We can use a Z-table to find P(X >2), as illustrated above , which represents the area under the normal the normal curve to the right of 2.

How to use distribution table:

  • Look at the row for \(z=2.0\).
  • Find the column corresponding to \(z=.00\).
  • At the intersection of the row for \(z=2.0\) and the column for \(z=.00\), you will find the probability to the right side of the 2
  • The area in the right-hand tail of the distribution corresponds to the probability that greater than 2.

How about the the following area;

Now, I encourage you to ask yourself what the following area represents and how to find this probability in the table.

plot(x, y,type="l",lwd=1)   
polygon(c(-4,  seq(-4, xp, length=500), xp), c(0, dnorm( seq(-4, xp, length=500)), 0), col=rgb(0, 0, 1, 0.2), border=NA)

And the following area:

plot(x, y,type="l",lwd=1) 
#add one point
xp <- 2
yp <- dnorm(xp)
polygon(c(-2,  seq(-2, xp, length=500), xp), c(0, dnorm( seq(-2, xp, length=500)), 0), col=rgb(0, 0, 1, 0.2), border=NA)

Now let’s generalize to the normal distribution with \(\mu =2.2, \sigma =1.5\). I want to find the probability P(X>1.3). Z is negative, areas are found by symmetry.

x <- seq(-4, 4, length=1000) 
y <- dnorm(x,mean=2.2,sd=1.5) 
plot(x, y,type="l",lwd=1) 

#it's not symmetric to x=0 anymore, let's increase the range.
x <- seq(-2, 6.4, length=1000) 
y <- dnorm(x,mean=2.2,sd=1.5) 
plot(x, y,type="l",lwd=1) 
xp <- 1.3
yp <- dnorm(xp,mean=2.2,sd=1.5)
polygon(c(seq(xp, 6.4, length=500),6.4, xp), c(0, dnorm(seq(xp,6.4, length=500),mean=2.2,sd=1.5), 0), col=rgb(0, 0, 1, 0.2), border=NA)

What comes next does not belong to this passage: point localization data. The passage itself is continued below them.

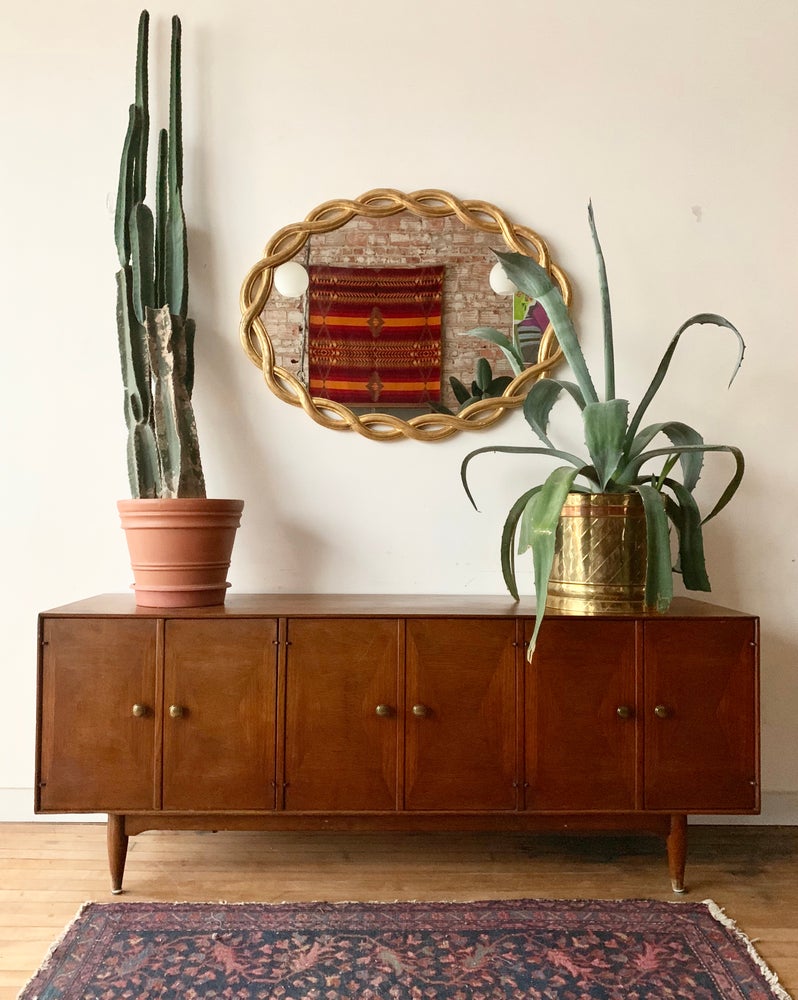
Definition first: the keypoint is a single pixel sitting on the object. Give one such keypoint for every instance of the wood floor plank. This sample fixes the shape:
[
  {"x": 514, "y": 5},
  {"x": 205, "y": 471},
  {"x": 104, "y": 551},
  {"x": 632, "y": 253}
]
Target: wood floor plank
[{"x": 47, "y": 871}]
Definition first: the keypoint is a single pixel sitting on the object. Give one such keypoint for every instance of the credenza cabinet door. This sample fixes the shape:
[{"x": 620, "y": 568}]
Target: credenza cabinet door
[
  {"x": 98, "y": 721},
  {"x": 341, "y": 714},
  {"x": 581, "y": 728},
  {"x": 460, "y": 710},
  {"x": 220, "y": 684},
  {"x": 701, "y": 715}
]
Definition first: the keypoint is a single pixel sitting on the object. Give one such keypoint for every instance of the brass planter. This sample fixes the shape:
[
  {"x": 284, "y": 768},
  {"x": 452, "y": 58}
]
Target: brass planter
[{"x": 600, "y": 555}]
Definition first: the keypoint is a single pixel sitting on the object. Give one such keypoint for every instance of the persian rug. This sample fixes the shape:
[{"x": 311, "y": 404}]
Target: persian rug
[
  {"x": 569, "y": 950},
  {"x": 374, "y": 335}
]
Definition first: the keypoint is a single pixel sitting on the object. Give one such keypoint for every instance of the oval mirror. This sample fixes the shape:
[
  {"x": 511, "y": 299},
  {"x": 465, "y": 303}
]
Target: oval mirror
[{"x": 363, "y": 314}]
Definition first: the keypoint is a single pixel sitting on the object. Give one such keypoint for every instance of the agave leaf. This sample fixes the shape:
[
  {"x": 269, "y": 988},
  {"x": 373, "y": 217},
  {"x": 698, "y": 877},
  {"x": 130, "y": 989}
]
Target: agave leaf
[
  {"x": 679, "y": 434},
  {"x": 733, "y": 483},
  {"x": 683, "y": 512},
  {"x": 516, "y": 450},
  {"x": 606, "y": 311},
  {"x": 538, "y": 531},
  {"x": 498, "y": 385},
  {"x": 731, "y": 488},
  {"x": 605, "y": 429},
  {"x": 484, "y": 374},
  {"x": 508, "y": 538},
  {"x": 541, "y": 398},
  {"x": 659, "y": 572},
  {"x": 509, "y": 349},
  {"x": 461, "y": 394},
  {"x": 532, "y": 279},
  {"x": 662, "y": 370}
]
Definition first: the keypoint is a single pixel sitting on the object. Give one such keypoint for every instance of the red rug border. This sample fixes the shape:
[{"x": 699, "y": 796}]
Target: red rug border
[{"x": 716, "y": 912}]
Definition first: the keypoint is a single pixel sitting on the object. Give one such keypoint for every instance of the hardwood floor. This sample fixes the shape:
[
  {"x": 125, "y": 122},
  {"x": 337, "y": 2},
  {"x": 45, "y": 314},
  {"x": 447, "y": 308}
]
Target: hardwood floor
[{"x": 47, "y": 870}]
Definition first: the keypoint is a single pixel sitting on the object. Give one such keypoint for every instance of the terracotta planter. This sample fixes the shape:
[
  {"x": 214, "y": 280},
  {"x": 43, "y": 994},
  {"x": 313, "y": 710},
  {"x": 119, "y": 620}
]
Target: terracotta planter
[
  {"x": 600, "y": 555},
  {"x": 180, "y": 549}
]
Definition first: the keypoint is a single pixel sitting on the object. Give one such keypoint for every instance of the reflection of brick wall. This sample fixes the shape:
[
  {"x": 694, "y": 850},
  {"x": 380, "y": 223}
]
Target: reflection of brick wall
[{"x": 406, "y": 240}]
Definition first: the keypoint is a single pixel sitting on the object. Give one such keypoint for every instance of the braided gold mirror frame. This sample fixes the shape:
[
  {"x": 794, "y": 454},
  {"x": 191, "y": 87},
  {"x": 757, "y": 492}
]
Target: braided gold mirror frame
[{"x": 379, "y": 204}]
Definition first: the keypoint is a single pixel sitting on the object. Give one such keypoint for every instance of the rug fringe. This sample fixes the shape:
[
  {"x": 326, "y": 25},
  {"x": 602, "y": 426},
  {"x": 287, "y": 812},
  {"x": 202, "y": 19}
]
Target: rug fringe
[
  {"x": 45, "y": 963},
  {"x": 773, "y": 980}
]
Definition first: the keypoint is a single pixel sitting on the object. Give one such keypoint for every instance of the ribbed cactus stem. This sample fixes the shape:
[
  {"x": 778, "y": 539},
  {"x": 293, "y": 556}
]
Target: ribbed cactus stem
[
  {"x": 176, "y": 251},
  {"x": 142, "y": 103},
  {"x": 156, "y": 337},
  {"x": 161, "y": 207}
]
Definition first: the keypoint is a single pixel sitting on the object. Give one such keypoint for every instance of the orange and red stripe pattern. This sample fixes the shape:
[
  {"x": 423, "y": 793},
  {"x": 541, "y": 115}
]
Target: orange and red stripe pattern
[{"x": 374, "y": 335}]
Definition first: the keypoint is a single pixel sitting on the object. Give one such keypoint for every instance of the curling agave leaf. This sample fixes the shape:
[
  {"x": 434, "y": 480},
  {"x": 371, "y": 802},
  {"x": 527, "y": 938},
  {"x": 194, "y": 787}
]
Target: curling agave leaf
[
  {"x": 538, "y": 531},
  {"x": 606, "y": 311},
  {"x": 535, "y": 281},
  {"x": 683, "y": 512},
  {"x": 659, "y": 572},
  {"x": 508, "y": 538},
  {"x": 541, "y": 398},
  {"x": 662, "y": 370},
  {"x": 461, "y": 394},
  {"x": 679, "y": 434},
  {"x": 605, "y": 429},
  {"x": 508, "y": 348},
  {"x": 514, "y": 450},
  {"x": 484, "y": 374},
  {"x": 732, "y": 485}
]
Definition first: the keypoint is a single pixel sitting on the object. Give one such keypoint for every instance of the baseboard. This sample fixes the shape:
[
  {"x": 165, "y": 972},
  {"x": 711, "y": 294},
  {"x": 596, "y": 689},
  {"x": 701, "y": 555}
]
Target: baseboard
[{"x": 778, "y": 809}]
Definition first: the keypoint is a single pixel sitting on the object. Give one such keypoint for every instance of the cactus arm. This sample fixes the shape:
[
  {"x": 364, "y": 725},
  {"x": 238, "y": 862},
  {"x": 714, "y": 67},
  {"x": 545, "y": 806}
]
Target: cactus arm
[
  {"x": 176, "y": 254},
  {"x": 142, "y": 103},
  {"x": 142, "y": 453},
  {"x": 189, "y": 331},
  {"x": 156, "y": 337},
  {"x": 164, "y": 404},
  {"x": 124, "y": 193},
  {"x": 161, "y": 202},
  {"x": 175, "y": 108},
  {"x": 175, "y": 426},
  {"x": 192, "y": 481},
  {"x": 141, "y": 246}
]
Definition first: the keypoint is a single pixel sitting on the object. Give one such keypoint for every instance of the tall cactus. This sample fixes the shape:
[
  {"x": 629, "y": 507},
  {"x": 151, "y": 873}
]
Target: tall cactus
[{"x": 156, "y": 336}]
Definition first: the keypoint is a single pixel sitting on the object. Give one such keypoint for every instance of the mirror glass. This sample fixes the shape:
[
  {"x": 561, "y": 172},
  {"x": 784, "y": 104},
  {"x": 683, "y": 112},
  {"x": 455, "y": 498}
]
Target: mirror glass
[{"x": 360, "y": 315}]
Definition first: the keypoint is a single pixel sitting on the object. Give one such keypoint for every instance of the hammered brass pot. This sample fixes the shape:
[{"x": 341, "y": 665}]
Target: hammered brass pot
[{"x": 600, "y": 555}]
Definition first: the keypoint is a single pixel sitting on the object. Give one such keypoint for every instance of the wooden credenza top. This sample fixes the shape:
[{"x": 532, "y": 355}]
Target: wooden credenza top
[{"x": 283, "y": 605}]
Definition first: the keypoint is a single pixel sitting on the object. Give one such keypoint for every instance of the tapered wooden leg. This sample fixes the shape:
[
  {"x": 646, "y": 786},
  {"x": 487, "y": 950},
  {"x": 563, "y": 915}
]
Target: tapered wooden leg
[
  {"x": 117, "y": 850},
  {"x": 677, "y": 851}
]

#### We can also use powerfull R to find those probabiltiy.

p1 <- pnorm(2) 
1- p1
## [1] 0.02275013
p2 <- pnorm(-2, mean = 0, sd = 1) 
prob <- p1 - p2 
xs <- seq(-4, xp, length=500)
ys <- dnorm(xs)
plot(x, y,type="l",lwd=1)  
polygon(c(-4, xs, xp), c(0, ys, 0), col=rgb(0, 0, 1, 0.2), border=NA)

Values above the average are given a plus sign; values below the average get a minus sign.

Exercise:

  • Finding the probability that a randomly selected value from a standard normal distribution is greater than \(Z=−1.5\). In mathematical terms, you need to calculate: \(P(Z>-1.5)\)

  • Finding the Area Under the Normal Distribution We have a random variable \(X\sim \mathcal{N}(2,2)\). Find the probability that a randomly selected value from this distribution falls between x=1 and x=3. Step-by-Step Guide:

  • We need to find the area under the normal distribution curve between \(x=1,x=3\) This area will tell us the probability that a randomly selected value lies between 1 and 3.

  • Convert to Z-scores using: \(Z=\frac{x-\mu}{\sigma}\)

  • Find the area Using table:

  • Calculate the area in-between. 0.383

1-pnorm(-1.5) #E1
## [1] 0.9331928
pnorm(3,mean=2,sd=2) - pnorm(1,mean=2,sd=2) #E2
## [1] 0.3829249
  • A real example The achievement scores for a college entrance examination are normally distributed with mean 75 and standard deviation 10. What fraction of the scores lies between 80 and 90? (0.2417)

t-Distribution

The t-distribution is often used in hypothesis testing. Its shape is similar to the normal distribution but with heavier tails.

# Generate PDF values for the t-distribution with df = 5
plot(x, y, type = "l",col="red") #normal
yt <- dt(x, df = 1) 
lines(x,yt,type="l",col="blue") #tdis

Standard normal probability in right-hand tail #### Instructions for using a t-table 1. Identify Your Degrees of Freedom (df). 2. Determine Your Desired Alpha Level 3. Locate the Correct Critical Value.

Example of Reading a t-Table:

Suppose you have: \(df=9, \alpha=0.05\). 1. Find the row for \(df=9\) in the df column. 2. Look across the row to the column that corresponds to \(\alpha=0.05\) 3. The number you find in this cell is the critical t-value, which you would compare with the test statistic from your data to make decisions about the hypothesis test.

For a Two-Tailed Test: 2.262 For a single-Tailed test: 1.833